Capture the results of N backtracks

This is a simple question (I think) but I can’t find a good solution:

I want a predicate that captures the result of the first N backtracks of a goal or a closure (as opposed to all the backtracks as done by setof/3 and bagof/3):

capture(N, Template, Goal, Bag) :- …

for example, capturing 3 backtracks of length/2 called as length(L,LL) into a Bag using template [ L,LL ] would give [ [[],0], [[_7180],1], [[_10020, _11052],2] ]

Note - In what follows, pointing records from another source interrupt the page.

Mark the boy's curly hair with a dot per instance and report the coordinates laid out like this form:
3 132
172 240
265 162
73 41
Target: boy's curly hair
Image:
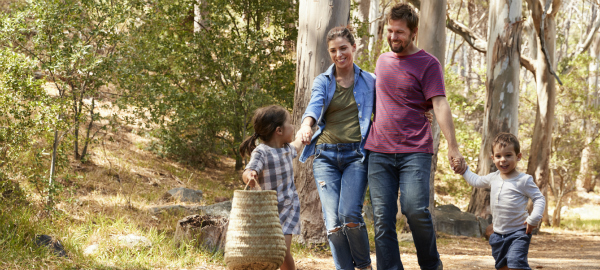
504 139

(… and there seem to be “Cookbook” books for all sorts of Languages, demonstrating standard tricks, but there isn’t for Prolog. Or is there?)

See:
Pure and correct Prolog - what is it? (Creating Prolog Cookbook)

Barry’s Prolog
Reference Manual & User Guide - While not a Cookbook, it does have many practical examples.

Maybe you need limit/2 in library(solution_sequences)?

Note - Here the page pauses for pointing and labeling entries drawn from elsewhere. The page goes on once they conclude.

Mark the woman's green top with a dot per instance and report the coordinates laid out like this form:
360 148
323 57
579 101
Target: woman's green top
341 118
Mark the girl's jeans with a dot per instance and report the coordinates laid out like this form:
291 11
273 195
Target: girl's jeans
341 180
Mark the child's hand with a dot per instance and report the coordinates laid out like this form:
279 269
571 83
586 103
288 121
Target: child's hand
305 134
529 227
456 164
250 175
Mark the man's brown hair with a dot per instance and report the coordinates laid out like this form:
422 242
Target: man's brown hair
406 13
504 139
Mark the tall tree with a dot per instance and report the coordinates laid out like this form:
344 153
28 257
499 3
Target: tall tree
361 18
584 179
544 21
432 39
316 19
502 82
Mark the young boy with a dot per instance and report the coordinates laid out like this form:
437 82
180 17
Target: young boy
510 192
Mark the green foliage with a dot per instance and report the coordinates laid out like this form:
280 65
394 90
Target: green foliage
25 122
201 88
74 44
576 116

findall(L-N, limit(3, length(L, N)), R)

You could use call_nth/2 as well as limit/2, but the syntax is rather unwield

?- findall([L,LL],(call_nth(length(L,LL),N),(N>3->!,fail;true)),R).
R = [[[], 0], [[_12141708], 1], [[_12141678, _12141684], 2]].

Nice solutions. I was about to think about starting a Prolog engine to get at this.

A remark has been added to the SWI-Prolog manual page of between/3, which is, a bit awkwardly, classed under “special purpose integer arithmetic”, although (at least for me) the poodle’s kernel of it is really “control predicate”.